People learn in weird places.

The word “learning” typically conjures up images of classrooms, curricular materials, and teachers. Similarly, the word “literacy” may bring to mind images of alphabets, books, and traditional composing technologies such as pencils, typewriters, word processors, etc.

However, like many other scholars of literacy, composition, rhetoric, and learning, I contend that more often than we realize, learning happens in weird places. We are always learning, and in a world that is increasingly connected through networked composing environments, the learning that happens outside of the classroom is increasingly challenging to perceive, measure, and track as it moves across contexts.

In my dissertation, “That’s Just a Different Brain”: Feminist College Students’ Writing Knowledge Transfer Across Academic and Social Media Domains, written under the direction of Anne Ruggles Gere and Melanie Yergeau, I explore how feminist college students at a Midwestern research university engage with writing in (and across) academic and social media contexts. Following the tradition of learning transfer research in composition studies and education, I consider how these students make decisions about integrating (or, in many cases, not integrating) learning from one context while facing rhetorical or literate challenges in another context.

Contrary to prior research, my two sets of findings suggest that students do transfer writing knowledge between these domains, and that they do so in both directions. First, I found that participants transfer knowledge from academic contexts to social media, but that their ability to do so is largely dependent on readily discernible similarities between contexts. For example, study participants would leverage academic genre knowledge when composing longer online genres such as blog posts, but not when composing shorter genres such as Tweets. This reveals that formal writing instruction does cultivate transferable knowledge that prepares students to write for publics beyond our classroom, and it highlights areas where we might more effectively prime students to perceive potential connections across domains as a means of fostering widely applicable rhetorical agility.

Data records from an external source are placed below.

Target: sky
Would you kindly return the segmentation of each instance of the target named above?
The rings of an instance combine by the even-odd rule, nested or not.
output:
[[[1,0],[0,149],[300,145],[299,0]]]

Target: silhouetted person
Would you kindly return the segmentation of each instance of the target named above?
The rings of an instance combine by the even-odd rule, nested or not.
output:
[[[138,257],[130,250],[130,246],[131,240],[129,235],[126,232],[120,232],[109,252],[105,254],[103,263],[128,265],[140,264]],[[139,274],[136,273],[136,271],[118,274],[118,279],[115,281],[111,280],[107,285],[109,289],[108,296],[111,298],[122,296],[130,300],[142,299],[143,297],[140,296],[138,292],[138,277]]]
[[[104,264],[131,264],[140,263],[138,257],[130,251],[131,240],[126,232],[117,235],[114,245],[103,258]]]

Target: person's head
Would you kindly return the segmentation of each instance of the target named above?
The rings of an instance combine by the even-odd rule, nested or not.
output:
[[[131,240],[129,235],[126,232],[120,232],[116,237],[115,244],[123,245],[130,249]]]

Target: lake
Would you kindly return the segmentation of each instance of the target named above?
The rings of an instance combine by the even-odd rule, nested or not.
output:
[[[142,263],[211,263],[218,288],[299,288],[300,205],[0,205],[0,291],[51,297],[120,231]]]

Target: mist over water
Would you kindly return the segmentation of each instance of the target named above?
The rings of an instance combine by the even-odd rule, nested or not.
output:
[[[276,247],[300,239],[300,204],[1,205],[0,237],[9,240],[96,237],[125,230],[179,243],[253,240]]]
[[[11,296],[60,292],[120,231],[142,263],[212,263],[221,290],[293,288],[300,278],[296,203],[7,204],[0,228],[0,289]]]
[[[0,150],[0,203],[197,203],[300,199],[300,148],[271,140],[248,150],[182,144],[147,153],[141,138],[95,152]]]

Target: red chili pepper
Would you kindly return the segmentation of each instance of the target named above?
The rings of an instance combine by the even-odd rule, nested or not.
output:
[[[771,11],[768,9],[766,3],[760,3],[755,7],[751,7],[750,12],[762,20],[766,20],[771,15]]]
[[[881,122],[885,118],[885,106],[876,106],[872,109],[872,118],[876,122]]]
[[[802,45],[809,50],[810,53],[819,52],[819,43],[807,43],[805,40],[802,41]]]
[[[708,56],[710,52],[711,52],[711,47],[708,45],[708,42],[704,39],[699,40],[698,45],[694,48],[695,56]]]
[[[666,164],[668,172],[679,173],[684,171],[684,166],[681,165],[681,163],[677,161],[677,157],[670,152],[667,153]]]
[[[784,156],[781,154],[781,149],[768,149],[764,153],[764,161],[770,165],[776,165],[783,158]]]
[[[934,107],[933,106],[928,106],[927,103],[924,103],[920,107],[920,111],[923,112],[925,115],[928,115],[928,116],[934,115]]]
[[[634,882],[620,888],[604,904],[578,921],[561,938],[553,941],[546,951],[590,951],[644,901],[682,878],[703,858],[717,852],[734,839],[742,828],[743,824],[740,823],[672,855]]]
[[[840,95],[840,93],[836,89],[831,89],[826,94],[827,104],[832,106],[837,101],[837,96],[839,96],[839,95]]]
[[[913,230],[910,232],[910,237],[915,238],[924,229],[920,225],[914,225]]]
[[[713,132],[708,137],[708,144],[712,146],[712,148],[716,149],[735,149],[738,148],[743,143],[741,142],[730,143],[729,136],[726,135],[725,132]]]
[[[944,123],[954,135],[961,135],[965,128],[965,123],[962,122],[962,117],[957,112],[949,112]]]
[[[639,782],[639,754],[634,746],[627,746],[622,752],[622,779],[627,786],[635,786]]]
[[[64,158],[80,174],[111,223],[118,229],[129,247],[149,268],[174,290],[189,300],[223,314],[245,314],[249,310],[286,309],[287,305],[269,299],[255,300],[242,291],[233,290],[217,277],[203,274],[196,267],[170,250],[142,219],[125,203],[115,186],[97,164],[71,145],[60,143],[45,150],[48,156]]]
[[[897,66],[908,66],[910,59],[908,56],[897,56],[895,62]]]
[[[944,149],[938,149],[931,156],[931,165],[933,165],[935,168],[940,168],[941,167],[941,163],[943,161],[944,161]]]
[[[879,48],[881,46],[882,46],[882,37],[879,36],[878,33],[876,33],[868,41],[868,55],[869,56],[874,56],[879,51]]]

Second, I found that participants cultivated specialized content knowledge about intersectional feminism through their online reading practices, which they would subsequently leverage as a strategy for approaching open-ended writing assignments in unfamiliar disciplines. This research provides insights that may enable writing instructors to 1) recognize students’ prior knowledge and the transfer in which they are likely already engaging, and 2) encourage instances of transfer that are less likely to naturally occur. As a result, it has direct implications for not only the study of digital literacies, but also for other areas concerned with students’ efforts to write in new contexts, such as WAC/WID and professional writing.